David Gelernter has an op-ed on the importance of history in today’s LA Times. Here’s a brief excerpt:
I was amazed to hear about teenagers who don’t know Fact 1 about the Vietnam War draft. But I have met college students who have never heard of Pol Pot and the Khmer Rouge — the genocidal monsters who treated Cambodia in the 1970s to a Marxist nightmare unequaled in its bestiality since World War II.
And I know college students who have heard of President Kennedy but not of anything he ever did except get assassinated. They have never heard JFK’s inaugural promise: that America would “pay any price, bear any burden, meet any hardship, support any friend, oppose any foe to ensure the survival and the success of liberty.” But President Bush remembers that speech, and it’s lucky he does.
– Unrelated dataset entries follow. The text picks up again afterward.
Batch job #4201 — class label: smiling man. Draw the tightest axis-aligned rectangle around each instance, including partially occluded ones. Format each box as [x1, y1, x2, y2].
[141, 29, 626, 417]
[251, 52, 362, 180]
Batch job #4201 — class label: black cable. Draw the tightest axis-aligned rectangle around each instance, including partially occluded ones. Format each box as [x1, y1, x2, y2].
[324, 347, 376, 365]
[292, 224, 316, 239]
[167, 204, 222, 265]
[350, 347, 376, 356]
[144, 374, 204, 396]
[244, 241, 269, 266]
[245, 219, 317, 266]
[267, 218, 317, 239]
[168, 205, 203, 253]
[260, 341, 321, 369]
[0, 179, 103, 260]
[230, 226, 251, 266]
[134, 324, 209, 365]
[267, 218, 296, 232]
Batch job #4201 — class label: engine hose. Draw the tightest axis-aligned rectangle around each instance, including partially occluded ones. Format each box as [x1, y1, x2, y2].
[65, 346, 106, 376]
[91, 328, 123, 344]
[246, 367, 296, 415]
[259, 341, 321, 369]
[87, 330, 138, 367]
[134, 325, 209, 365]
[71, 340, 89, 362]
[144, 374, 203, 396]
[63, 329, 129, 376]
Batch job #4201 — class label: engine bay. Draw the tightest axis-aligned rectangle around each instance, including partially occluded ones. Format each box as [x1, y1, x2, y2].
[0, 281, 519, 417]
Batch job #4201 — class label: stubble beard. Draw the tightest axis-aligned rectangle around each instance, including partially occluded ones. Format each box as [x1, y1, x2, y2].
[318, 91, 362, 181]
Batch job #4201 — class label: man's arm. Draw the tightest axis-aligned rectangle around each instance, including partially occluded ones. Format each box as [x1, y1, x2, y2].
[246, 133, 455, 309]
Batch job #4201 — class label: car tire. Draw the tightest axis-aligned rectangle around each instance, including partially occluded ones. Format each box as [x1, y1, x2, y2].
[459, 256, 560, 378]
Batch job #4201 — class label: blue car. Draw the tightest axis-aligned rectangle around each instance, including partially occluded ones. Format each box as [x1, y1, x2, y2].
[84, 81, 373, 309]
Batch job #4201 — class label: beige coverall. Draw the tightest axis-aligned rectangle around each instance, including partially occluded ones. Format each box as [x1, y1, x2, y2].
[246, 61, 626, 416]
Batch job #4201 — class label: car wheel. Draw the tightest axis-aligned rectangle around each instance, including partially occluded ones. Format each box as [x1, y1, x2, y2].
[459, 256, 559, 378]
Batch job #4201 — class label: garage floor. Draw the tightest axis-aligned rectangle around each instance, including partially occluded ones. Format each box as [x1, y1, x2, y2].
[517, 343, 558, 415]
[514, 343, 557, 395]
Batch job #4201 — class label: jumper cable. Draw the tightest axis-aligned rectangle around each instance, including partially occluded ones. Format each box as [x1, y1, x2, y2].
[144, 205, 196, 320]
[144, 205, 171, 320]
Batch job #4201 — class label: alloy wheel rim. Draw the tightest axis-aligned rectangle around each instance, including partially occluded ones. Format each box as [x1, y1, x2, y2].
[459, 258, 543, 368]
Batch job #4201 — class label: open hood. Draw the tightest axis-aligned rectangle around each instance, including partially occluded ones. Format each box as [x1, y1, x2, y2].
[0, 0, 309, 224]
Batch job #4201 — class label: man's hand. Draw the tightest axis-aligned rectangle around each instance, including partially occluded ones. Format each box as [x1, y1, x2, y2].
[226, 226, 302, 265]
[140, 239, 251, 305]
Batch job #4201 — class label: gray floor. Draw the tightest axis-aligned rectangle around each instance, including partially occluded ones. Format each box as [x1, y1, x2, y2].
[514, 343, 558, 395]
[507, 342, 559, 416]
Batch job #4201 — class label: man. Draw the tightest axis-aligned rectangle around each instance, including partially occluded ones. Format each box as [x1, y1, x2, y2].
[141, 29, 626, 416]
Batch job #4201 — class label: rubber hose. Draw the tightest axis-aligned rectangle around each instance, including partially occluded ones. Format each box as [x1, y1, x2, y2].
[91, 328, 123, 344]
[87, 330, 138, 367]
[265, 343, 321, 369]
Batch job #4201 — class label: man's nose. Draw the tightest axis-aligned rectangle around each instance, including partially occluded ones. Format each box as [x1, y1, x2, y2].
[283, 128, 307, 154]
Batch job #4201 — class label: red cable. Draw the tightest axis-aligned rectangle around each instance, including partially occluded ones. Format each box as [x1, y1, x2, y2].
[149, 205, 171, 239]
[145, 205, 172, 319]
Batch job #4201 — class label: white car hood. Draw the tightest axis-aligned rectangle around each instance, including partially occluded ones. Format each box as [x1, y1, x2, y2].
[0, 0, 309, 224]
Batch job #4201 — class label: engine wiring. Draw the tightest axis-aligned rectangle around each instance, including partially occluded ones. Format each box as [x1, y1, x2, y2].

To forget your own history is (literally) to forget your identity. By teaching ideology instead of facts, our schools are erasing the nation’s collective memory. As a result, some “expert” can go on TV and announce (20 minutes into the fighting) that Afghanistan, Iraq or wherever “is the new Vietnam” — and young people can’t tell he is talking drivel.
As Glenn might say, read the whole thing. While portions of the essay frame the issue in right-left terms, I think it transcends ideology. The loss of historical knowledge in society at large — in a sense, the collective amnesia of our age — is deeply troubling.